Expressions 2018

Published on Tuesday 7 August, 2018

Expressions returned to Northern Ballet last month, filling our building with a fantastic energy as over 200 performers took to the stage at the Stanley & Audrey Burton Theatre. Welcoming Casson & Friends, Opening Doors from Malta, TIN Arts and an array of talented local groups, Expressions was a wonderful celebration of inclusive dance, giving community dancers an opportunity to perform on a professional stage, exchange and develop their skills. With full auditoriums, lots of new audience members and three jam-packed performances, Expressions 2018 was our most successful to date.

Casson & Friends performing in Expressions 2018. Photo Brian Slater.

Jem Clancy was commissioned by BEYOND to work with our very own in motion dancers and after months of preparation, it was wonderful to watch Jem’s choreography come to life on the stage. Here Jem gives us an insight into her experience…

I love watching all styles of dance and the infinite ways that the body can move fascinates me. I think you can learn ‘steps’ and how to be a ‘good dancer’, but I don’t think passion can be learnt in the same way and, for me, the real stand out performances are the ones that have it. There is an assumption that the word community or disability means that a performance is somehow less or secondary. Those who come and take part in and/or watch Expressions know that is simply not true. If I could go to the theatre everyday I would. I’d sit in all the classes and rehearsals too. Expressions is more than a dance show. It is pure and contagious joy, and every performer has passion in abundance.

in motion performing in Expressions 2018. Photo Brian Slater.

I worked with five dancers who could not have been more different in personality, background or dance experience. I think a lot of people are frightened of difference, particularly when it comes to disability and even more so in the case of invisible disabilities. I think it is important to remember we are all different. Do we accept that none of us are perfect or rather that we are all perfect but in our own way? The challenge I set myself was to find the perfection in each of my five dancers and bring that to the fore in the choreography. By learning ballet they became stronger, more proficient dancers. But, by giving of themselves to the process of making a dance they created something unique and wonderful. I am so grateful to Northern Ballet for letting me work with their in motion dancers and the BEYOND team for commissioning me. But I am especially grateful to the dancers themselves for trusting me. They inspired me to do better and be better for them, but also myself. My most favourite thing was watching their sense of pride and achievement at the end of the project. It is an experience I will never forget.
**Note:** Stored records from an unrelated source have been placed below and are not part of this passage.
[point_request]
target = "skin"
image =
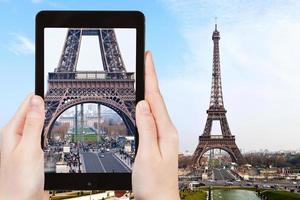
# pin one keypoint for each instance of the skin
(154, 176)
(22, 161)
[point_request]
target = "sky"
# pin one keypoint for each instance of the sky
(89, 58)
(259, 50)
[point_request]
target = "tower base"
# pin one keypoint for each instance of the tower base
(227, 144)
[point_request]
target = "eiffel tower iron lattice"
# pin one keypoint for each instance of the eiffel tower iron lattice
(112, 87)
(216, 112)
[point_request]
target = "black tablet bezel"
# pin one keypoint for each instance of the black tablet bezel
(90, 19)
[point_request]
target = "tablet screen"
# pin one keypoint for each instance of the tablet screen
(90, 97)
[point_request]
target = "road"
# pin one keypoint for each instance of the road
(223, 174)
(95, 163)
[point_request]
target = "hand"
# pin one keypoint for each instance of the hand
(155, 171)
(22, 159)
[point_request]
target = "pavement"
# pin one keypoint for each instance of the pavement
(94, 162)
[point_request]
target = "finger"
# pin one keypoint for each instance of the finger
(153, 96)
(46, 195)
(16, 124)
(34, 122)
(12, 132)
(146, 129)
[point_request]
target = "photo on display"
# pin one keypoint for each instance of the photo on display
(89, 100)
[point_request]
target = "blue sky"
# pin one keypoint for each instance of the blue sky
(259, 59)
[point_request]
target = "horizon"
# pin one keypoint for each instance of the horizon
(258, 53)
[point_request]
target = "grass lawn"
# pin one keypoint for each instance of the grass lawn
(281, 195)
(193, 195)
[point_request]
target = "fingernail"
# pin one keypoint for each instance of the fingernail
(144, 107)
(35, 103)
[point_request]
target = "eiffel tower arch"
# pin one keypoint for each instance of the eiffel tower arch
(216, 112)
(112, 87)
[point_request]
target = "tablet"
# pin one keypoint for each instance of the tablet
(90, 72)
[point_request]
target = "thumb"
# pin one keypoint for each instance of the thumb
(34, 122)
(148, 143)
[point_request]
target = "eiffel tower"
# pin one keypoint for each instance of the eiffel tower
(216, 112)
(113, 86)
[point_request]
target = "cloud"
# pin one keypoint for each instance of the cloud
(21, 45)
(259, 62)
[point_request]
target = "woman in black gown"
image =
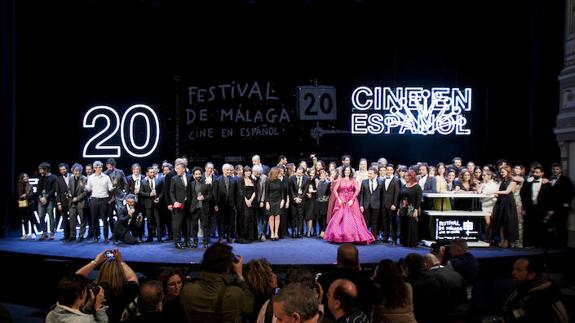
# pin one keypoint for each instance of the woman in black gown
(410, 202)
(274, 201)
(505, 223)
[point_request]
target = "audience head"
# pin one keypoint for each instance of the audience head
(150, 297)
(392, 287)
(348, 256)
(414, 263)
(172, 282)
(296, 303)
(72, 289)
(341, 297)
(218, 258)
(458, 247)
(526, 270)
(260, 277)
Jem Clancy pictured second left, performing in Expressions 2018. Photo Brian Slater.

I didn't tell the dancers I worked with that I had a disability. There were a number of reasons for this. They assumed I was ‘like the other staff’ and I never corrected them. After a while it became irrelevant. At the end of the project one of the dancers said finding out that it was my first project, that I was in fact different in a similar way to what they were had made them rethink their experience. Importantly, it made them think that if I could do it, then maybe they could too. Others have since said similar. I never thought about it like that before, but there are very few disabled role models working in the professional sphere. I have been so inspired by the artists I have met through Expressions and BEYOND, it never occurred to me that I might inspire others too. So I also find myself with much bigger ambitions than I had before because I feel like I have something bigger than myself to succeed for.

Expressions 2019 is already in the planning and we can’t wait to bring you another memorable week of performances. Until next year!

The views expressed in blogs are those of the author and not necessarily of Northern Ballet.